En second lieu, aux termes de l’article R. 431-15-1 du code de l’entrée et du séjour des étrangers et du droit d’asile : « (…) Lorsque l’instruction d’une demande complète et déposée dans le respect des délais mentionnés à l’article R. 431-5 se poursuit au-delà de la date de validité du document de séjour détenu, le préfet est tenu de mettre à la disposition du demandeur via le téléservice mentionné au premier alinéa une attestation de prolongation de l’instruction de sa demande dont la durée de validité ne peut être supérieure à trois mois. Ce document, accompagné du document de séjour expiré, lui permet de justifier de la régularité de son séjour pendant la durée qu’il précise. Lorsque l’instruction se prolonge, en raison de circonstances particulières, au-delà de la date d’expiration de l’attestation, celle-ci est renouvelée aussi longtemps que le préfet n’a pas statué sur la demande. (…) ». Aux termes de l’article R. 431-15-2 du même code : « (…) L’attestation de prolongation de l’instruction d’une demande de renouvellement d’une carte de séjour permettant l’exercice d’une activité professionnelle autorise son titulaire à exercer une activité sur le territoire de la France métropolitaine dans le cadre de la réglementation en vigueur ».

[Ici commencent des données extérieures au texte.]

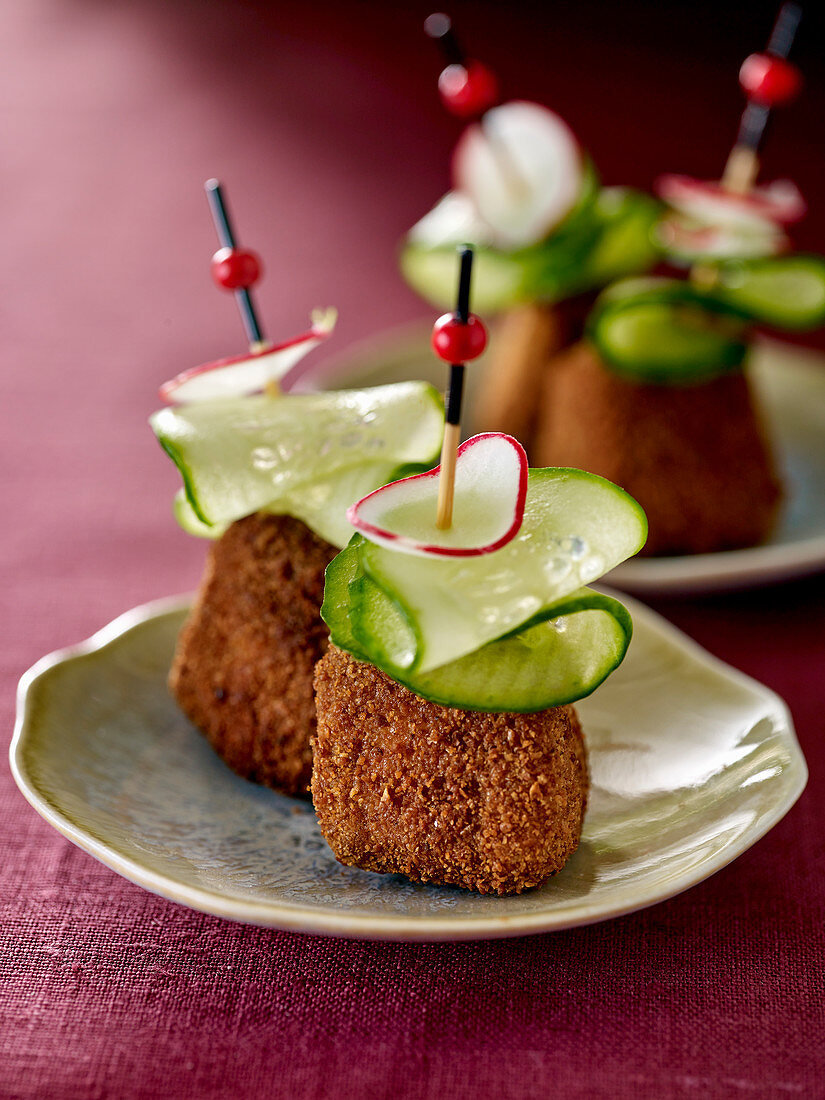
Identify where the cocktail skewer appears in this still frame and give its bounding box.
[722,2,802,195]
[432,245,487,531]
[204,179,268,352]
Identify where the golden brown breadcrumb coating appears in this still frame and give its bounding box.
[169,513,337,794]
[531,343,781,554]
[312,646,587,894]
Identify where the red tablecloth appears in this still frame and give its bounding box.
[0,0,825,1100]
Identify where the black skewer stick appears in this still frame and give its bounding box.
[446,245,473,427]
[204,179,266,350]
[736,0,802,159]
[424,11,466,65]
[436,245,473,530]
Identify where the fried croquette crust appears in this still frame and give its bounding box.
[312,646,587,894]
[169,513,338,794]
[530,343,781,554]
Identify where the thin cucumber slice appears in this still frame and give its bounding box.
[353,469,647,674]
[348,573,420,669]
[710,255,825,331]
[321,547,633,712]
[151,382,443,541]
[174,462,429,547]
[321,535,370,661]
[579,187,662,290]
[172,488,228,539]
[380,589,633,713]
[587,279,748,385]
[399,161,598,312]
[399,242,540,314]
[174,462,420,547]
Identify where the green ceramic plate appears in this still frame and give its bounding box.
[11,600,807,941]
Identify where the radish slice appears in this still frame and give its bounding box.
[656,216,791,263]
[656,175,806,229]
[452,101,584,249]
[347,431,527,558]
[161,309,338,405]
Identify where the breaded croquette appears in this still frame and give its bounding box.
[312,645,587,894]
[169,513,337,794]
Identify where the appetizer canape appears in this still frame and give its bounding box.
[400,15,660,444]
[152,186,443,793]
[532,10,825,554]
[312,266,646,894]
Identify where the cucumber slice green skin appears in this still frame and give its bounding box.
[321,540,633,713]
[321,470,647,712]
[400,171,661,312]
[174,462,431,547]
[345,469,647,674]
[399,589,633,714]
[151,383,443,546]
[708,253,825,332]
[585,254,825,385]
[585,279,748,385]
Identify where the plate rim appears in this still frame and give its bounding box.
[9,589,809,943]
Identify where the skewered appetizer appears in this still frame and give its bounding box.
[312,250,646,894]
[151,182,443,793]
[400,14,660,452]
[408,4,825,554]
[534,6,825,554]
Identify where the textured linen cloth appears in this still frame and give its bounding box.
[0,0,825,1100]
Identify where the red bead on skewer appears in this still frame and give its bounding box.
[432,245,487,531]
[424,12,501,119]
[432,314,487,363]
[204,179,267,352]
[209,248,263,290]
[739,54,802,107]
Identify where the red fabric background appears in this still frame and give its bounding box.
[0,0,825,1100]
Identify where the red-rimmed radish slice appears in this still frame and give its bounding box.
[161,309,338,405]
[656,217,791,263]
[347,431,527,558]
[656,175,806,228]
[452,100,584,249]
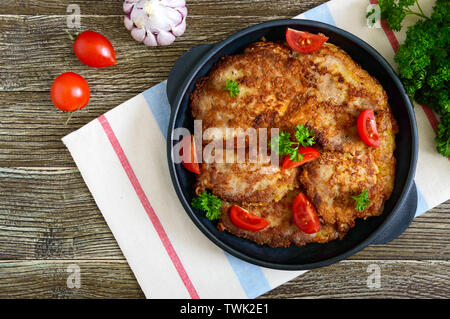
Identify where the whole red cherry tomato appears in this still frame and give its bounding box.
[73,30,116,68]
[50,72,91,112]
[292,193,320,234]
[230,205,270,231]
[286,28,328,53]
[282,146,320,169]
[356,109,380,147]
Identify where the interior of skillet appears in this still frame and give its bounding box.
[174,20,413,269]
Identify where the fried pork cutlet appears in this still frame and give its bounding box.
[191,42,398,247]
[280,43,397,153]
[191,42,306,142]
[217,189,342,247]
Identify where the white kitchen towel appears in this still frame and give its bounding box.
[63,0,450,299]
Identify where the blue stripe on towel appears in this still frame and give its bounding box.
[142,81,271,298]
[303,3,336,26]
[142,81,170,139]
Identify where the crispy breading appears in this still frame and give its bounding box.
[300,152,386,232]
[191,42,398,247]
[217,189,342,247]
[196,151,298,204]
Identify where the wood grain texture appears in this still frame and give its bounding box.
[0,260,450,299]
[0,0,318,17]
[0,168,450,260]
[0,0,450,298]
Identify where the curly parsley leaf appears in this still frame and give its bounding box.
[436,112,450,157]
[295,124,316,147]
[191,191,222,220]
[378,0,450,157]
[225,79,240,97]
[378,0,427,31]
[270,125,315,162]
[351,189,370,212]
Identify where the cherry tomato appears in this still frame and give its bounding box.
[73,30,116,68]
[292,193,320,234]
[180,135,200,174]
[286,28,329,53]
[356,109,380,147]
[230,205,270,231]
[282,147,320,169]
[50,72,91,111]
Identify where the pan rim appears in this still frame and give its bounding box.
[167,19,418,271]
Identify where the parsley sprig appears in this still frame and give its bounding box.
[191,191,222,220]
[351,189,370,212]
[225,79,240,97]
[270,124,315,162]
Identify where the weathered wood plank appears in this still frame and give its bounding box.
[0,91,136,167]
[0,168,450,260]
[0,168,123,259]
[0,0,325,17]
[0,11,324,93]
[0,260,450,299]
[262,260,450,299]
[0,260,144,299]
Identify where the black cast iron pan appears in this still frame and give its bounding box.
[167,19,417,270]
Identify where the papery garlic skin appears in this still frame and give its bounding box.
[123,0,187,46]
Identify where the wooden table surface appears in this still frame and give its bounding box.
[0,0,450,298]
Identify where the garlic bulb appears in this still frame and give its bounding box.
[123,0,187,46]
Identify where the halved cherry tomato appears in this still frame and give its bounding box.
[282,147,320,169]
[73,30,116,68]
[356,109,380,147]
[50,72,91,112]
[292,193,320,234]
[230,205,270,231]
[286,28,329,53]
[180,135,200,174]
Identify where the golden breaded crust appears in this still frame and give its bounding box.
[196,152,299,204]
[300,152,386,232]
[217,189,342,247]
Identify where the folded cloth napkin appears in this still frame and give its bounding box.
[63,0,450,299]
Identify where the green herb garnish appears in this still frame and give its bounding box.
[225,79,240,97]
[191,191,222,220]
[351,189,370,212]
[270,124,315,162]
[378,0,450,157]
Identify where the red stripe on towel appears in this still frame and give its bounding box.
[98,115,199,299]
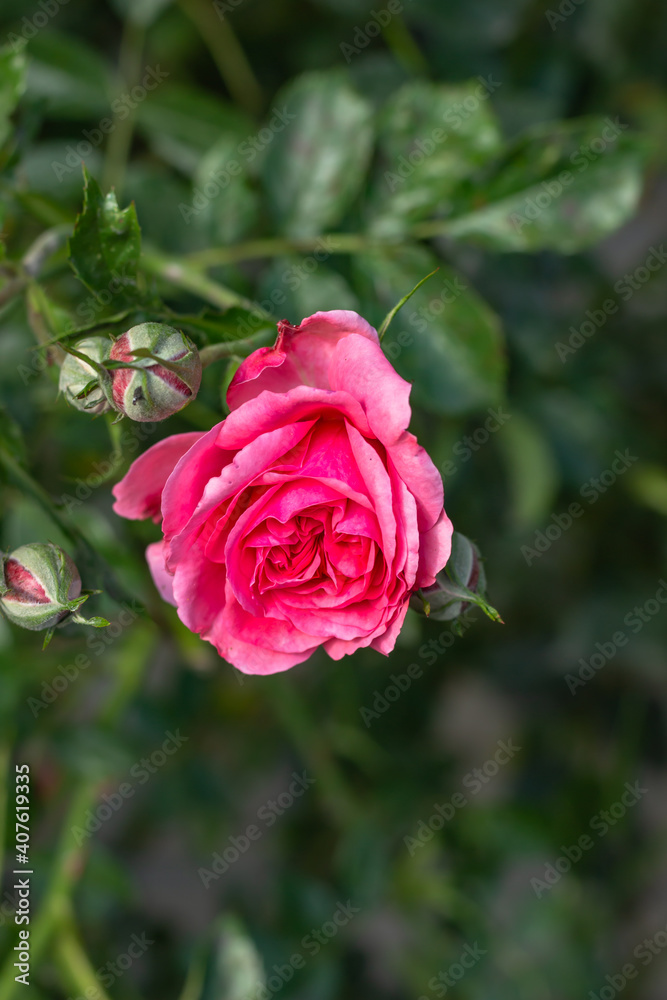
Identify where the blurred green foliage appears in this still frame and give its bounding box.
[0,0,667,1000]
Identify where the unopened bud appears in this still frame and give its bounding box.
[59,337,113,414]
[110,323,202,421]
[410,531,502,623]
[0,542,109,644]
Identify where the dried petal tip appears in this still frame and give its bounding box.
[0,542,108,632]
[110,323,202,421]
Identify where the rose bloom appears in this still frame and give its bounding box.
[113,311,452,674]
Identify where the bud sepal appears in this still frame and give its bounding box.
[58,337,114,415]
[410,531,504,625]
[110,323,202,421]
[0,542,109,647]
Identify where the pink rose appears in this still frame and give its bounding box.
[114,311,452,674]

D’une part, et ainsi qu’il a été dit au point 1 de la présente ordonnance, M. B… a présenté sa demande de renouvellement de titre de séjour au moyen du téléservice mentionné à l’article R. 431-2 du code de l’entrée et du séjour des étrangers et du droit d’asile. D’autre part, il résulte de l’instruction que le titre de séjour dont le requérant était titulaire l’autorisait à travailler et que l’attestation de prolongation d’instruction qui lui a été délivrée a expiré le 18 décembre 2025. Dans ces conditions, il y a lieu d’enjoindre au préfet des Hauts-de-Seine de délivrer à M. B… une attestation de prolongation d’instruction l’autorisant à travailler, en application des dispositions combinées des articles R. 431-15-1 et R. 431-15-2 du même code, dans un délai de dix jours à compter de la notification de la présente ordonnance et ce, jusqu’à ce qu’une décision expresse soit prise ou jusqu’à ce qu’il soit statué sur la requête au fond. Dans les circonstances de l’espèce, il y a lieu d’assortir cette injonction d’une astreinte de 100 euros par jour de retard.
Sur les frais liés à l’instance :
Il y a lieu, dans les circonstances de l’espèce, de mettre à la charge de l’Etat une somme de 1 500 euros à verser à M. B… sur le fondement des dispositions de l’article L. 761-1 du code de justice administrative.
O R D O N N E :
Article 1er :
L’exécution de la décision implicite par laquelle le préfet des Hauts-de-Seine a rejeté la demande de renouvellement de carte de résident de M. B… est suspendue, jusqu’à ce qu’il soit statué au fond sur la légalité de cette décision.
Article 2 :
Il est enjoint au préfet des Hauts-de-Seine de réexaminer la situation de M. B… dans un délai de deux mois à compter de la notification de la présente ordonnance.
Article 3 :
Il est enjoint au préfet des Hauts-de-Seine de délivrer à M. B… une attestation de prolongation d’instruction l’autorisant à travailler dans un délai de dix jours à compter de la notification de la présente ordonnance et ce, jusqu’à ce qu’une décision expresse soit prise ou jusqu’à ce qu’il soit statué sur la requête au fond, cette injonction étant assortie d’une astreinte de 100 euros par jour de retard.
Article 4 :
L’Etat versera à M. B… une somme de 1 500 euros en application des dispositions de l’article L. 761-1 du code de justice administrative.
Article 5 :
Le surplus des conclusions de la requête de M. B… est rejeté.
Article 6 :
La présente ordonnance sera notifiée à M. A… B… et au ministre de l’intérieur.
Copie en sera adressée au préfet des Hauts-de-Seine.
Fait à Cergy, le 23 mars 2026.
Le juge des référés,
signé
C. Chabauty
La République mande et ordonne au ministre de l’intérieur en ce qui le concerne ou à tous commissaires de justice à ce requis en ce qui concerne les voies de droit commun contre les parties privées, de pourvoir à l’exécution de la présente décision.